" When machines and computers, profit motives and property rights, are considered more important than people,..."

The chain, the whip, and the sword mirror Dr. King's "giant triplets of racism, extreme materialism, and militarism." This logic, this way of looking at the world, creates the very criminals, failures, and violence those who seek to justify it set out to find, while a tiny group reap vast profits from it as they sit besieged in a world of misery. The lesson of slavery's failure has been slow to sink in.

There is another way: see the economics section.

Historic Background

The first chapter of Steve Reich's book captures the period in which Dr. Kings insight into oppression is rooted: the time when the US struggled with the end of slavery, and how to move forward. Citing the report of William E. Strong on Southern planters to Major-General O. O. Howard, January 1, 1866, "Reports of the Assistant Commissioners," Sen. Exec. Doc. 27, 39th Congress, 1st Sess., p. 83, Reich quotes:
They insisted that unless they resorted 'to the overseer, whip , and
hounds' their estates would deteriorate and never recover.
... "Planters resented that emancipation not only challenged their
sense of racial supremacy but also eroded their authority as employers
of labor." p. 13
The fate that awaited African Americans was one with which many workers of all background can relate today:
"Because black material success often rested on white goodwill, blacks
took great care not to appear too successful or to transgress racial
boundaries" 
Reich goes on to tell of a black teacher who felt compelled to live in an unpainted house. p. 39

Reich spells out the details of the political reasoning at the time.

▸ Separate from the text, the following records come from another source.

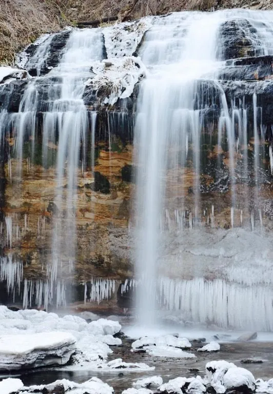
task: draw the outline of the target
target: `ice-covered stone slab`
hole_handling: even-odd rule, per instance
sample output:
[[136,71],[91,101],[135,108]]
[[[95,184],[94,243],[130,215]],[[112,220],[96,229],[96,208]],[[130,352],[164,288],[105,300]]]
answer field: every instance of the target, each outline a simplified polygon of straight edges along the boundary
[[203,379],[200,376],[196,378],[176,378],[161,385],[158,389],[159,392],[167,394],[201,394],[205,392],[206,387]]
[[0,337],[0,371],[64,365],[75,350],[75,338],[54,331]]
[[28,76],[27,71],[6,66],[0,67],[0,83],[12,79],[22,80]]
[[[86,86],[96,91],[97,96],[103,97],[104,103],[110,105],[119,98],[129,97],[135,85],[147,72],[140,57],[133,56],[94,62],[92,71],[95,75],[87,81]],[[88,95],[86,90],[85,95]]]
[[10,394],[21,388],[23,386],[24,384],[21,379],[8,378],[0,382],[0,392],[1,394]]
[[189,349],[191,343],[186,338],[181,338],[173,335],[164,337],[144,337],[132,344],[132,351],[146,352],[150,356],[158,357],[195,357],[192,353],[184,351]]
[[16,394],[65,394],[67,392],[69,394],[113,394],[113,387],[98,378],[92,378],[83,383],[62,379],[46,385],[24,386],[15,391]]
[[143,379],[139,379],[136,382],[134,382],[133,385],[136,388],[158,388],[163,383],[163,381],[161,376],[149,376]]
[[197,351],[219,351],[220,349],[220,345],[218,342],[213,341],[205,345],[203,347],[197,349]]
[[207,388],[211,386],[219,394],[242,387],[248,391],[255,390],[255,379],[251,372],[233,363],[210,361],[206,364],[206,371]]
[[148,388],[127,388],[124,390],[121,394],[153,394],[153,391]]
[[267,394],[273,394],[273,379],[268,381],[263,379],[257,379],[255,382],[256,392],[266,392]]

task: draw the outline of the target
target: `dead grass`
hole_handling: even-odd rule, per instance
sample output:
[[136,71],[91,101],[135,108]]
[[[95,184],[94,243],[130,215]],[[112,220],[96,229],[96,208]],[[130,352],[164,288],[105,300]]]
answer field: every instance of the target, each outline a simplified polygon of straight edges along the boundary
[[60,29],[61,5],[57,0],[0,0],[0,62],[12,63],[16,52],[42,34]]
[[182,10],[253,7],[273,8],[273,0],[0,0],[0,63],[46,32],[82,21],[120,21]]

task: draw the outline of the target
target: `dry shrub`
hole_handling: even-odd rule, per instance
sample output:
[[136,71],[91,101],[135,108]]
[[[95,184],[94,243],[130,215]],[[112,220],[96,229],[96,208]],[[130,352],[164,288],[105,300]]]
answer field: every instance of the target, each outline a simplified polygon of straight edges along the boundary
[[58,0],[0,0],[0,62],[12,63],[18,50],[43,33],[59,29],[61,3]]

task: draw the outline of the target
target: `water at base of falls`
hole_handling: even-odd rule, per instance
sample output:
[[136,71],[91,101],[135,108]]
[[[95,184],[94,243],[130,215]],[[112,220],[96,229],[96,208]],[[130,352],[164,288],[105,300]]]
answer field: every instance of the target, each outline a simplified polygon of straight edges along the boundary
[[[169,224],[172,221],[169,230],[171,226],[180,230],[183,229],[185,225],[183,223],[187,221],[190,229],[193,227],[198,229],[198,223],[202,220],[200,168],[203,159],[201,143],[204,133],[210,134],[211,140],[213,131],[210,131],[210,127],[218,129],[217,144],[219,152],[224,139],[228,145],[227,162],[230,180],[231,227],[234,225],[235,209],[238,210],[238,208],[236,160],[239,150],[246,149],[249,126],[244,102],[238,103],[234,100],[230,106],[221,84],[217,81],[220,70],[225,63],[223,61],[225,59],[223,38],[220,27],[231,18],[236,19],[238,26],[241,24],[243,30],[246,20],[251,21],[255,27],[252,30],[255,33],[252,37],[248,37],[246,32],[246,40],[251,42],[256,55],[273,53],[273,13],[255,14],[240,10],[172,14],[154,24],[146,33],[145,40],[139,51],[149,70],[146,79],[141,84],[138,100],[134,141],[135,160],[138,166],[136,272],[139,288],[136,291],[136,307],[139,322],[145,327],[158,324],[157,310],[158,305],[162,305],[162,300],[159,302],[161,292],[158,290],[157,278],[162,269],[162,261],[164,261],[164,270],[166,275],[171,272],[174,277],[176,275],[176,266],[171,268],[171,263],[168,261],[170,255],[166,251],[167,240],[171,243],[172,241],[169,233],[164,232],[164,226],[162,226],[164,214]],[[215,95],[212,94],[210,97],[210,84],[215,90]],[[263,132],[261,124],[258,124],[259,109],[255,93],[252,104],[255,157],[254,182],[256,190],[254,198],[255,204],[259,206],[258,172],[261,153],[260,139],[263,138]],[[218,120],[210,122],[206,117],[207,109],[213,105],[220,107],[220,112]],[[243,169],[240,176],[247,179],[246,153],[243,153]],[[185,176],[183,169],[188,166],[189,163],[192,167],[193,180],[193,186],[191,187],[190,209],[185,191],[186,187],[183,185],[183,183],[187,184],[186,174]],[[246,201],[248,187],[245,185],[242,187],[245,189]],[[187,220],[185,211],[188,216]],[[184,219],[181,217],[183,212]],[[171,219],[170,212],[172,212]],[[210,223],[213,221],[213,213],[211,216]],[[262,226],[262,222],[261,223]],[[196,231],[194,243],[198,244],[199,235],[198,230]],[[184,236],[182,231],[180,241],[182,248]],[[170,255],[171,254],[171,251]],[[187,265],[187,262],[182,261],[176,264],[178,267],[183,264]],[[200,273],[200,270],[197,266],[194,274],[198,277]],[[186,272],[185,274],[187,276]],[[188,286],[190,283],[189,281]],[[187,303],[190,304],[191,298],[195,296],[199,300],[200,288],[195,287],[192,294],[186,294],[185,289],[174,290],[178,291],[178,299],[180,300],[178,304],[181,303],[179,305],[177,302],[175,309],[183,309],[184,305],[185,310],[192,310],[194,314],[195,307]],[[203,318],[202,312],[198,311],[193,318],[192,315],[191,317],[194,321],[212,321],[213,313],[218,316],[219,313],[219,317],[221,315],[219,308],[223,306],[215,304],[211,300],[215,290],[209,295],[210,290],[208,291],[203,296],[206,303],[211,303],[212,312],[208,311],[207,315]],[[222,292],[222,290],[219,291]],[[216,293],[218,294],[217,290]],[[243,299],[242,295],[242,297]],[[199,304],[200,301],[197,299],[197,303]],[[233,304],[231,302],[231,305]],[[210,307],[205,305],[204,307],[207,311]],[[254,313],[252,310],[251,313]],[[219,317],[218,322],[220,325],[235,324],[234,321],[226,321],[224,323],[220,320]]]
[[[41,268],[46,280],[28,280],[23,262],[11,254],[28,234],[30,221],[33,225],[32,213],[5,212],[1,232],[7,252],[1,258],[0,281],[8,294],[14,302],[21,297],[24,307],[60,307],[71,301],[66,278],[73,280],[77,268],[77,230],[95,224],[95,201],[102,201],[98,221],[103,216],[107,231],[115,220],[119,226],[124,219],[121,201],[129,199],[123,189],[131,187],[136,195],[129,228],[126,241],[114,247],[120,249],[119,258],[122,249],[132,245],[135,280],[130,278],[118,288],[122,296],[128,283],[133,288],[140,324],[152,327],[169,312],[181,313],[183,324],[272,330],[272,253],[265,228],[273,214],[267,194],[273,171],[273,121],[265,102],[271,96],[273,13],[185,12],[102,29],[73,29],[60,33],[65,43],[48,68],[52,48],[60,50],[58,34],[44,37],[30,56],[26,68],[34,77],[26,83],[18,110],[9,112],[4,107],[0,113],[1,138],[12,132],[14,139],[7,178],[18,206],[23,205],[22,185],[32,175],[37,142],[41,172],[45,176],[54,173],[55,181],[48,185],[53,189],[49,204],[44,192],[46,215],[34,216],[38,235],[45,238],[48,216],[51,221],[50,257],[46,269],[46,264]],[[121,66],[123,60],[128,62]],[[97,84],[89,85],[89,80]],[[107,91],[100,88],[106,80],[113,91],[104,97]],[[128,85],[128,107],[121,104],[122,95],[113,104],[113,96],[122,95]],[[92,86],[97,90],[90,93]],[[88,104],[86,89],[94,97]],[[110,121],[111,111],[118,121]],[[120,163],[111,173],[119,161],[112,148],[123,128],[128,135],[133,129],[135,185],[123,178]],[[131,147],[127,149],[128,140],[120,139],[126,157],[121,163],[128,159],[131,164]],[[100,144],[104,160],[100,165],[105,166],[104,154],[109,160],[109,200],[91,185]],[[82,175],[85,179],[80,185]],[[85,218],[79,211],[87,203],[93,205]],[[88,239],[87,227],[81,233]],[[83,244],[82,249],[87,242]],[[86,260],[88,265],[92,259]],[[119,295],[114,279],[90,275],[80,285],[83,303]]]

"The political activism of black workers in the low country caused
Republicans to fear the African Americans would corrupt the political
system by seizing the reins of government in order to confiscate
property, redistribute wealth, and erode the promise of social
mobility through hard work. Faced with growing whit working-class
unrest in the North and politically mobilized former slaves in the
South, Northern Republicans abandoned their working-class allies,
fearful that they would sow the seeds of political and economic
disorder by strengthening the rights of labor at the expense of the
rights of property." p. 30
"Many Republicans, who valued property rights over labor rights, grew
fearful of encouraging a class politics from below. More and more,
they became convinced that it was safer and wiser to come to terms
with former Confederates than to promote and protect the interests of
their black working-class constituents. In so doing, they enabled the
whit propertied elites of the South to survive the trials of
Reconstruction." p. 31
Quotes from A Working People: A history of African American workers since Emancipation, Rowman and Littlefield, 2013, New York.